If the user is not authorized the user is redirected to page /notAuthorized which shows the error message to the user. Otherwise the user is shown the list of applications and all rules that apply to each application. Following conditions are handled to show the rules per application:

  • Show list of Rules which apply to the application using condition like if (context.clientName === 'App Name') {
  • Show list of Rules which apply to the application using condition like if (context.clientID === 'VxYJCEfNONlpSZVAuD4uRKGKpz8abcda') {
  • Do NOT show a rule for an application if condition is negative like if (context.clientName !== 'App Name') { or if (context.clientID !== 'VxYJCEfNONlpSZVAuD4uRKGKpz8Jm6mh') {
  • Show an application in list even if no rules apply to that application

We find out which application a rule applies (or does not apply) by looking at the Rules script and using string Regular Expressions to parse it.

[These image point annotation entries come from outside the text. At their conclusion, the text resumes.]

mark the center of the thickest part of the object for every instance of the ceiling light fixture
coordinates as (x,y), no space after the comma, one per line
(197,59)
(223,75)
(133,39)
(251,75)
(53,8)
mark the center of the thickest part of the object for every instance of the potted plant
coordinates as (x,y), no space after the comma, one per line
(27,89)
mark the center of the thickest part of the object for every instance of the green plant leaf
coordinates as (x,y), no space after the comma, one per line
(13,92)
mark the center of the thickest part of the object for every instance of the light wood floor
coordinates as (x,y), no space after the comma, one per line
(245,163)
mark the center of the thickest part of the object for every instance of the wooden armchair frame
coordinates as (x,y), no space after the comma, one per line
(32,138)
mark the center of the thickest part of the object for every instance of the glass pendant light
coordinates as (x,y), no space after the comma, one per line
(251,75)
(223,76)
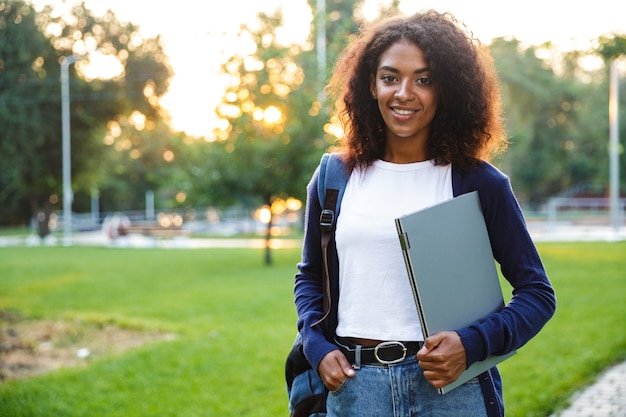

There are two preferable algorithms to achieve this. Following are the pseudo code. We have used the code which executes faster:

More readable code

Since the problem statement is around rules per client, a readable code will be to loop through each client and find out all matching rules for the client

Get list of all rules and store in `rules` variable
Get list of all clients and store in `clients` variable

For client in clients:
    For rule in rules:
        If rule.script has text like `if (context.clientName === '{ client name }')` or `if (context.clientID === '{ client id }')`
        Then: 
             Add rule to client.rules
            
        If rule.script has text like `if (context.clientName !== '{ client name }')` or `if (context.clientID !== '{ client id }')`
        Then: 
             clientDisallowed = Find out client from clients that this rule mentions 
             If client != clientDisallowed
             Then:
                Add this rule to array of client.rules
             
client.rules in all clients contains the list of rules that apply to this client                    

The above algorithm runs the regex on rules script 4 times for each client which makes the code slower. Hence I have chosen to go with a faster algorithm that matches regex against each rule script only 4 times irrespective of the client. The regex is not matched again and again for each client.

Faster code

Get list of all rules and store in `rules` variable
Get list of all clients and store in `clients` variable

For rule in rules:
    If rule.script has text like `if (context.clientName === '{ client name }')` or `if (context.clientID === '{ client id }')`
    Then: 
         clientAllowed = Find out client from clients that this rule mentions 
         Add rule to clientAllowed.rules
        
    If rule.script has text like `if (context.clientName !== '{ client name }')` or `if (context.clientID !== '{ client id }')`
    Then: 
         clientDisallowed = Find out client from clients that this rule mentions 
         For all other clients, Add this rule to array of client.rules
             
client.rules in all clients contains the list of rules that apply to this client                    

Sample Deployment

You can check a sample Heroku deployment of this application if your email has been added in the Whitelist users for this application.

License

This project is licensed under the MIT license. See the LICENSE file for more info.